The street has long been called Avenida Corrientes (Corrientes Avenue) officially, but many people still call it Calle Corrientes (Corrientes Street). It’s named after the city of Corrientes, which was the first city outside of Buenos Aires to support Argentina’s independence. Since April 2019, the street is pedestrianised at night (from 7pm until 2am, the main hours for visiting the theatres) from its junction with Avenida Callao to Calle Libertad.

Avenida Corrientes became known as "the street that never sleeps" because of its busy nightlife, with many theatres, pizza joints, historic cafes and bars, and bookstores that open late into the evening in the blocks nearest to the obelisk (at the junction of 9 de Julio). The street had great importance during the golden age of tango, when the great musicians of the period would meet and play at its bars and theatres, including the great tango singer Carlos Gardel, who lived just off the avenue itself. The street was widened in 1936, while work began in 2006 to further widen the pavements.
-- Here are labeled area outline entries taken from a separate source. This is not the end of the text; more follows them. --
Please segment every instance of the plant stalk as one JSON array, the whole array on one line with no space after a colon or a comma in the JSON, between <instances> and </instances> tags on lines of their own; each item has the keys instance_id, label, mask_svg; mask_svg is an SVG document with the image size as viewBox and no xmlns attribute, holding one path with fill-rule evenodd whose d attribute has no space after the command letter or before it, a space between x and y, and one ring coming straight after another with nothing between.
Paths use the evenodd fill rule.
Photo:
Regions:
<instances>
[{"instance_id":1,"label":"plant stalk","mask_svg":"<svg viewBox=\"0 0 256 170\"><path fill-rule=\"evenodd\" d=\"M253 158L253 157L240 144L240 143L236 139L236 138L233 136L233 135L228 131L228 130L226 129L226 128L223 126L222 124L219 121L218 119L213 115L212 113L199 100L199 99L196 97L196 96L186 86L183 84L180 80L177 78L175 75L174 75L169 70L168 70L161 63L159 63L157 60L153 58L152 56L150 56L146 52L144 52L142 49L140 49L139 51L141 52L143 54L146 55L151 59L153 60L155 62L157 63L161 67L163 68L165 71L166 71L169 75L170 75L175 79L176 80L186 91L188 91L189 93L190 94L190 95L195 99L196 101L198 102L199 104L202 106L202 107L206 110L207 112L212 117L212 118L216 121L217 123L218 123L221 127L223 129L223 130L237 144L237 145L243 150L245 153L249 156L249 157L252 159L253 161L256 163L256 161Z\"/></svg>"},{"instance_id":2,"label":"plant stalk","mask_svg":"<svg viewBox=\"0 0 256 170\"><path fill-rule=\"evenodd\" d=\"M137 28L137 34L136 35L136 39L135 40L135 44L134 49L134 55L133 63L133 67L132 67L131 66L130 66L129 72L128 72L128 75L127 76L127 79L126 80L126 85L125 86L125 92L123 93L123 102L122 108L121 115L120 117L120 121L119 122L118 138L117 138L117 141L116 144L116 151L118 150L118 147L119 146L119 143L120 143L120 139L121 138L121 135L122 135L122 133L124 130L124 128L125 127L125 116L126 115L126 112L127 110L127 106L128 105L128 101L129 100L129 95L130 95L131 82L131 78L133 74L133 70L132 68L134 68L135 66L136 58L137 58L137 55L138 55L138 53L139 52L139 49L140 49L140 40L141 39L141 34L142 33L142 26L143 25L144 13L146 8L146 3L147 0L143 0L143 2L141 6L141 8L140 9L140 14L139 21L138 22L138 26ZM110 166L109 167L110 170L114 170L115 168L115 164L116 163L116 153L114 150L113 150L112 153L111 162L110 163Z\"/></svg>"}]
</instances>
Corrientes is the bohemia of the 1940s. It’s Carlos Gardel, tango and nightlife. It’s also the Corrientes of the 1960s and the start of the 1970s, with its political, cultural and literary debates in the bars and cafes on the main corners. It’s the Corrientes of art house cinemas, bookstores that close late, and pizzerias that close even later, the Teatro San Martín, the Lugones cinema, and the Rojas cultural centre, where the avenue saw the reinvention of the city’s contemporary arts scene in the 1990s. It’s kiosks selling all the main cultural magazines, and it’s theatres and billboards that light up the faces of passersby.

Night of the Bookstores

Every year, usually in December, Avenida Corrientes hosts the “La Noche de las Librerías”, or Night of the Bookstores, when the many book shops on the street open even later than normal into the early hours, hosting talks and book launches and special promotions.